One View Per City for Buildings Segmentation in Remote-Sensing Images via Fully Convolutional Networks: A Proof-of-Concept Study

Sensors 2020, 20(1), 141; https://doi.org/10.3390/s20010141
by Jianguang Li 1,2,†, Wen Li 3,4,†, Cong Jin 1,2, Lijuan Yang 5 and Hui He 6,7,*
Reviewer 1: Anonymous
Reviewer 2: Anonymous
Reviewer 3: Anonymous
Sensors 2020, 20(1), 141; https://doi.org/10.3390/s20010141
Submission received: 14 October 2019 / Revised: 18 December 2019 / Accepted: 18 December 2019 / Published: 24 December 2019
(This article belongs to the Special Issue Machine Learning Methods for Image Processing in Remote Sensing)

Round 1

Reviewer 1 Report

This manuscript developed a "one view per city" concept to segment buildings from remote sensing images. Particularly, the IAILD, a dataset with five cities, including Austin, Chicago, Vienna, Western Tyrol, and Kitsap County, was applied to prove the concept. This is a well-written manuscript, and the concept seems to be reasonable. The academic contribution, however, is modest, and the authors cannot prove the "one view per city" concept. My major concerns are as follows.

1) The selection of the IAILD: I understand that one of the reasons is the groundtruthing. These five cities or regions, however, are similar to each other in some sense. In order to prove the concept, the authors need to choose a large number of cities globally, not just five western cities with similar building structures.

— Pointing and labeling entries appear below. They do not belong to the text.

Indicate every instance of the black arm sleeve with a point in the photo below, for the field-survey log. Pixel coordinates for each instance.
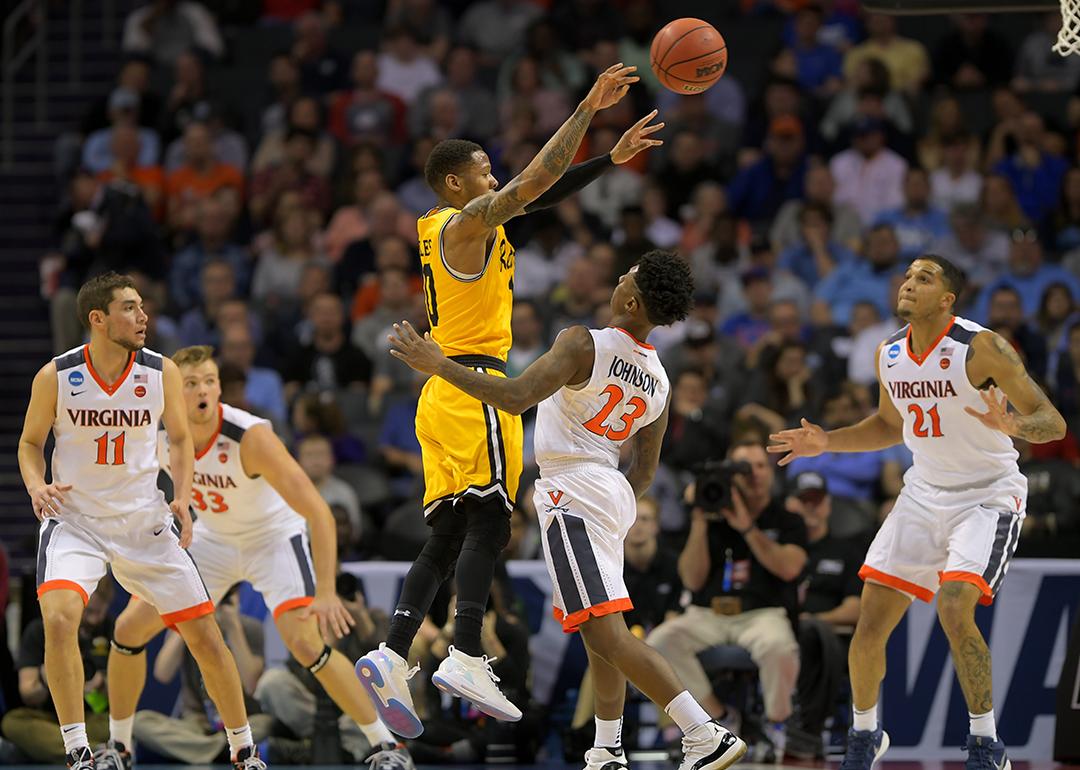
(575, 178)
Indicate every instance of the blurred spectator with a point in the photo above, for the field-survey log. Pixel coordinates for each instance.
(212, 243)
(1035, 174)
(955, 181)
(34, 727)
(98, 152)
(868, 176)
(1041, 69)
(971, 55)
(759, 190)
(322, 69)
(166, 28)
(917, 224)
(366, 112)
(817, 254)
(265, 390)
(496, 28)
(404, 67)
(868, 280)
(315, 457)
(305, 113)
(201, 176)
(829, 598)
(906, 59)
(327, 360)
(819, 188)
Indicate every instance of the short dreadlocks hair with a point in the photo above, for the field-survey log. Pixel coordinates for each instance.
(447, 157)
(666, 286)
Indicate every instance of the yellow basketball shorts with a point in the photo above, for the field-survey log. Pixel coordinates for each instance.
(469, 448)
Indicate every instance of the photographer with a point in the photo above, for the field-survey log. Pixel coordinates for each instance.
(741, 561)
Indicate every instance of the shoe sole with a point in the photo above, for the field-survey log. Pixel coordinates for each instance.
(394, 714)
(451, 689)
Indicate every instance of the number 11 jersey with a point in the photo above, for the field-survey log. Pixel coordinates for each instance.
(626, 390)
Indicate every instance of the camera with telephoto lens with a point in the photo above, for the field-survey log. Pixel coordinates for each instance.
(712, 491)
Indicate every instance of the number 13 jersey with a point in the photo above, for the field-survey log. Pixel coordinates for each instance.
(628, 390)
(930, 391)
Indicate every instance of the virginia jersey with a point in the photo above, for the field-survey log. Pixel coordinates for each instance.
(469, 314)
(930, 391)
(106, 434)
(226, 499)
(626, 390)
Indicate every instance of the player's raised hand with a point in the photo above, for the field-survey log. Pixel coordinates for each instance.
(611, 85)
(422, 353)
(636, 139)
(46, 500)
(181, 509)
(997, 416)
(808, 441)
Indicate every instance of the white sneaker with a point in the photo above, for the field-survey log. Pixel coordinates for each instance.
(472, 678)
(385, 675)
(604, 758)
(714, 747)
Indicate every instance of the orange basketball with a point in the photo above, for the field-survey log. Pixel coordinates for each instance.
(688, 55)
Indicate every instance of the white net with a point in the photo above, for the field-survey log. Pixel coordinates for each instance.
(1068, 38)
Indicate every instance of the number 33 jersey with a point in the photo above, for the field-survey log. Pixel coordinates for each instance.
(227, 501)
(930, 391)
(628, 390)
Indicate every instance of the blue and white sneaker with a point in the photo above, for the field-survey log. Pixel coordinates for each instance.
(864, 748)
(984, 754)
(385, 675)
(464, 676)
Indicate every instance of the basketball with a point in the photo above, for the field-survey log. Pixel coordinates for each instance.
(688, 55)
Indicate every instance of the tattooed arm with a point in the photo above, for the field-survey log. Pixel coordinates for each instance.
(994, 364)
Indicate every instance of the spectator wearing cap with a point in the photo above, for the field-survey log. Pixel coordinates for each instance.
(869, 177)
(758, 191)
(917, 224)
(97, 152)
(828, 610)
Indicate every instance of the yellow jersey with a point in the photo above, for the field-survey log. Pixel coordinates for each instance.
(469, 314)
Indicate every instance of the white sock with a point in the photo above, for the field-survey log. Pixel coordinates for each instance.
(866, 719)
(983, 725)
(239, 738)
(75, 737)
(120, 730)
(376, 733)
(608, 733)
(686, 712)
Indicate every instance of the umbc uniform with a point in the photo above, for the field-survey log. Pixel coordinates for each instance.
(959, 514)
(115, 515)
(469, 448)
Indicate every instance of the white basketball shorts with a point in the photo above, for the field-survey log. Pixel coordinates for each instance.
(584, 516)
(277, 563)
(935, 535)
(144, 551)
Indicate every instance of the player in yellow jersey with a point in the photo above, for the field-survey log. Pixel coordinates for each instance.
(472, 453)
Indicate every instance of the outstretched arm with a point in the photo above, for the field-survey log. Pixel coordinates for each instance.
(569, 361)
(993, 364)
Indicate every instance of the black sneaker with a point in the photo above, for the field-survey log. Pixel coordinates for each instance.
(80, 759)
(112, 756)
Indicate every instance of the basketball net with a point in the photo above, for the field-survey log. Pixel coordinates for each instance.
(1068, 38)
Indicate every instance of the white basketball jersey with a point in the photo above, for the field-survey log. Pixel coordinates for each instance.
(228, 501)
(950, 447)
(628, 390)
(106, 434)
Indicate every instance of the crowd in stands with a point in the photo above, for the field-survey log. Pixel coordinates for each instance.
(277, 223)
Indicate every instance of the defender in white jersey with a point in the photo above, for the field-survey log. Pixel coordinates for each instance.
(255, 505)
(597, 389)
(103, 403)
(945, 386)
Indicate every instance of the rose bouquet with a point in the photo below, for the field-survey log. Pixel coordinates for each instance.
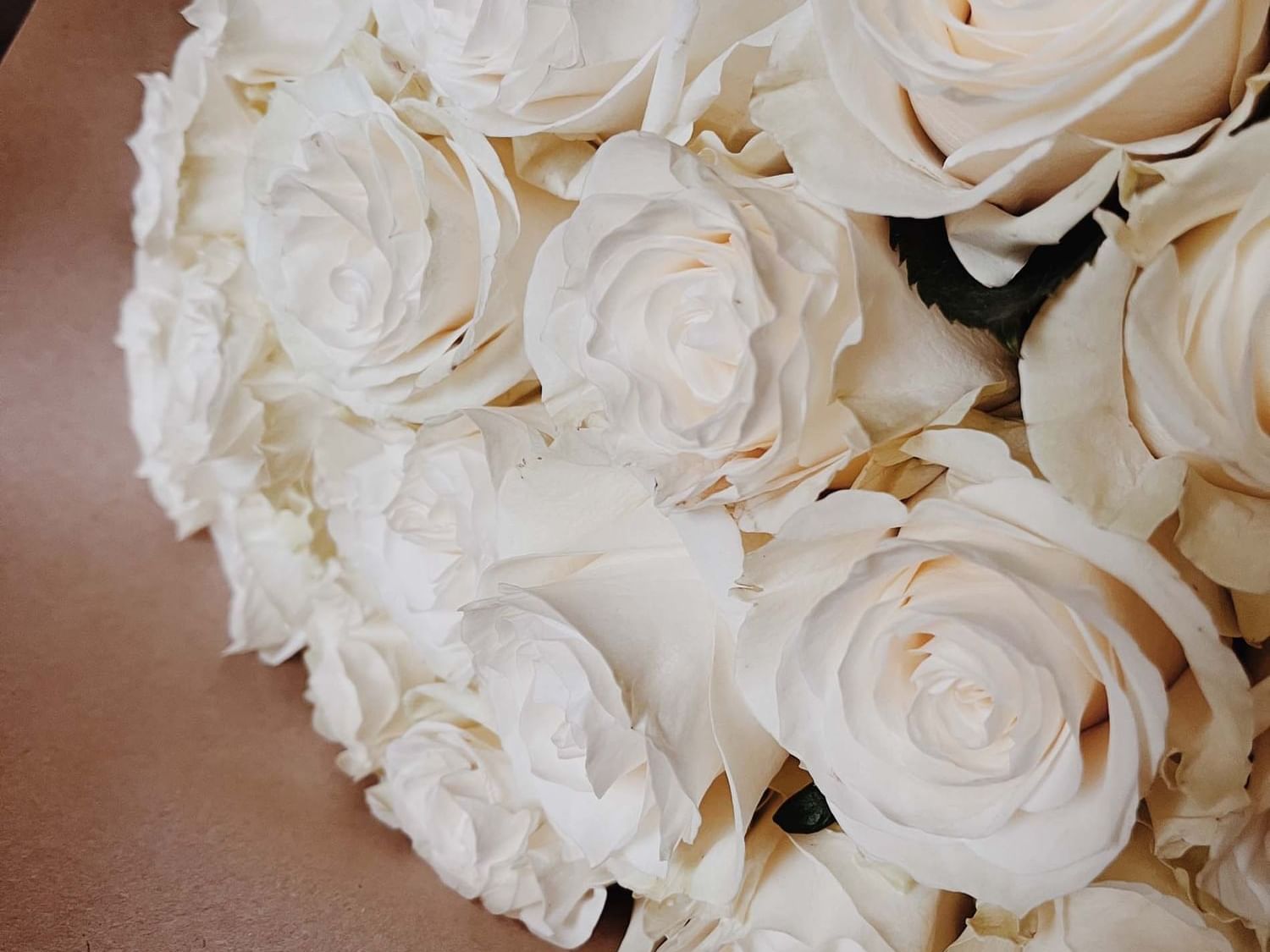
(807, 464)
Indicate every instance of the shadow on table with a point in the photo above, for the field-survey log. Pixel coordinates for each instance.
(12, 14)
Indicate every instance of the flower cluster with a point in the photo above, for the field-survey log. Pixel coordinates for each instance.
(558, 381)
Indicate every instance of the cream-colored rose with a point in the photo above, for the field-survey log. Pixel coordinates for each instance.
(978, 680)
(1008, 113)
(393, 263)
(273, 556)
(413, 520)
(449, 786)
(190, 149)
(515, 68)
(606, 655)
(1146, 382)
(361, 669)
(266, 41)
(804, 894)
(1237, 870)
(729, 338)
(190, 334)
(1137, 904)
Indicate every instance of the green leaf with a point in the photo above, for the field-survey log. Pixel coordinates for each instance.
(807, 812)
(942, 282)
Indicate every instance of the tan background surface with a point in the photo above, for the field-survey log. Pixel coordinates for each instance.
(152, 795)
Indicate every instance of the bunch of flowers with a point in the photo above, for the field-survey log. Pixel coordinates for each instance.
(807, 462)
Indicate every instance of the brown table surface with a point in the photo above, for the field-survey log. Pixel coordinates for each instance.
(152, 795)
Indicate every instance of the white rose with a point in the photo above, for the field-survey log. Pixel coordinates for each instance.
(449, 786)
(266, 41)
(190, 147)
(927, 108)
(607, 660)
(190, 334)
(731, 338)
(804, 894)
(1143, 381)
(515, 68)
(978, 682)
(1237, 870)
(393, 263)
(1137, 904)
(271, 556)
(411, 515)
(361, 668)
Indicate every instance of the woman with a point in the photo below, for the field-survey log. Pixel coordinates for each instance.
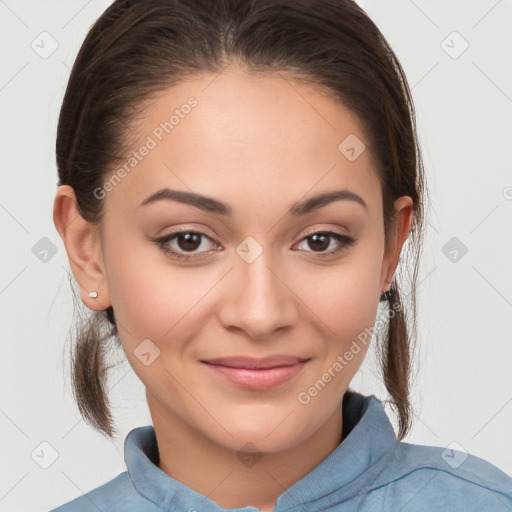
(237, 180)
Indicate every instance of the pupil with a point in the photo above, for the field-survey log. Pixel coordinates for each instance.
(324, 242)
(191, 241)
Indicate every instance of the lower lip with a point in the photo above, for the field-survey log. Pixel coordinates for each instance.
(261, 379)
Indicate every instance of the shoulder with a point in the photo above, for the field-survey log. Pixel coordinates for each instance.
(422, 477)
(116, 495)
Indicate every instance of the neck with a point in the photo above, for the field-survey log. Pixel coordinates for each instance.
(233, 479)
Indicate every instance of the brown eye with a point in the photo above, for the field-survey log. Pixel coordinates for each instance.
(185, 242)
(320, 242)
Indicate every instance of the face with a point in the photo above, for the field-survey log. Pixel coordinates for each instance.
(253, 277)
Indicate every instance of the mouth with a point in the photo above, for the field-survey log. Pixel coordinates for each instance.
(253, 373)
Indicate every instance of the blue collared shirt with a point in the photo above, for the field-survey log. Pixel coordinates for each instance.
(370, 471)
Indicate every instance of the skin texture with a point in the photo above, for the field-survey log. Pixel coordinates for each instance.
(259, 143)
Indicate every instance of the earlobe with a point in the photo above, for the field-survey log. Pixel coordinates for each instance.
(403, 222)
(83, 247)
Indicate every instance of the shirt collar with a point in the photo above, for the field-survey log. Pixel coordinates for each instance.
(348, 469)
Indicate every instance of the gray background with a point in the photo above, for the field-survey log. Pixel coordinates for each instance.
(463, 390)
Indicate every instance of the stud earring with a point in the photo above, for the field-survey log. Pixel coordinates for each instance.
(385, 295)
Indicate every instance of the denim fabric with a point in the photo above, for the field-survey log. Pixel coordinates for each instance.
(370, 471)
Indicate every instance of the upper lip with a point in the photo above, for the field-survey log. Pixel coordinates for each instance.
(253, 362)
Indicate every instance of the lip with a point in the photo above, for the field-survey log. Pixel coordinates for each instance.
(254, 373)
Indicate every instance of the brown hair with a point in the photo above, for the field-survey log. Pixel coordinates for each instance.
(139, 48)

2) The necessity of such analyses: The advantages of deep learning are associated with large labelled training data, and the authors attempted to mitigate the advantages with consideration of computation cost. To prove the effectiveness of the developed method, they have to compare to the traditional deep learning methods, and analyze their pros and cons.

In general, this is an interesting idea, but I have major concerns regarding the necessary of such an approach, and the application of the approach in five cities with similar building styles is questionable.

 

Author Response

Dear Editor and Reviewers:

The authors are very grateful for your valuable comments and suggestions on our manuscript. We have tried our best to revise our manuscript accordingly, hoping that the correction will meet with approval.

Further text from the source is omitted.